Ted was one of the founding members of Coin Street Community Builders and its Chairman from 1985 to 2012. Ted was born in 1927 and lived in Borough, Southwark. Outside of his family life and his work as a night printer, Ted devoted much of his time to his community. Through his involvement as a trustee and chairman at Borough Market, Ted heard about the preparation of the Southwark Thameside Development Plan which he felt ignored the needs and interests of his community.
He consequently founded the North Southwark Community Development Group in 1972 which, for the next 25 years, engaged local residents in the planning and development of the North Southwark area.
In 1977 the Group and other community organisations in and around central London formed the Campaign for Family Housing – later the Campaign for Homes in Central London, CHiCL – in response to a concern at the rapid loss of housing and residential population which was leading to the closure of shops and schools and undermining ‘community viability’ throughout the area. Ted advocated a strong emphasis on affordable housing, particularly for families and those on low incomes. The North Southwark Community Development Group was involved in the formation of the Coin Street Action Group in 1977 and played a significant role in the public inquiries that looked at the future of this area of London.
During Ted’s 27 years as Chairman of Coin Street Community Builders he brought about the completion of the South Bank riverside walkway, the laying out of Bernie Spain Gardens, the construction of 220 affordable homes for four ‘fully-mutual’ housing co-operatives, the creation of Gabriel’s Wharf, the refurbishment of Oxo Tower Wharf, the building of the Coin Street neighbourhood centre, and the creation of its many community programmes. From 2012 until he died in 2014 Ted was Honorary President of Coin Street Community Builders in recognition of his outstanding contribution to the organisation.

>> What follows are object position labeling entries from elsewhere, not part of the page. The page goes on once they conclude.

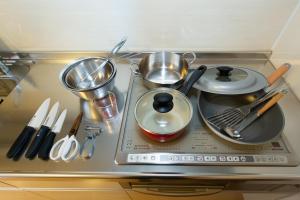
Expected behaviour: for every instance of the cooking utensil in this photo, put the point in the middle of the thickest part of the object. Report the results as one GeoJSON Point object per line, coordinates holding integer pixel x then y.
{"type": "Point", "coordinates": [233, 116]}
{"type": "Point", "coordinates": [164, 113]}
{"type": "Point", "coordinates": [237, 80]}
{"type": "Point", "coordinates": [240, 96]}
{"type": "Point", "coordinates": [264, 129]}
{"type": "Point", "coordinates": [68, 147]}
{"type": "Point", "coordinates": [71, 75]}
{"type": "Point", "coordinates": [48, 142]}
{"type": "Point", "coordinates": [234, 131]}
{"type": "Point", "coordinates": [164, 69]}
{"type": "Point", "coordinates": [89, 145]}
{"type": "Point", "coordinates": [34, 147]}
{"type": "Point", "coordinates": [21, 143]}
{"type": "Point", "coordinates": [89, 79]}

“Ted was the bedrock upon which Coin Street Community Builders was founded. He led the organisation for 27 years and inspired both staff and board members. He was a selfless, modest, committed and fair man whose achievements can be seen across the South Bank and Bankside areas of London. He upheld the vision of central London as a place where communities should live and he championed a more just society.” Iain Tuckett, Group Director.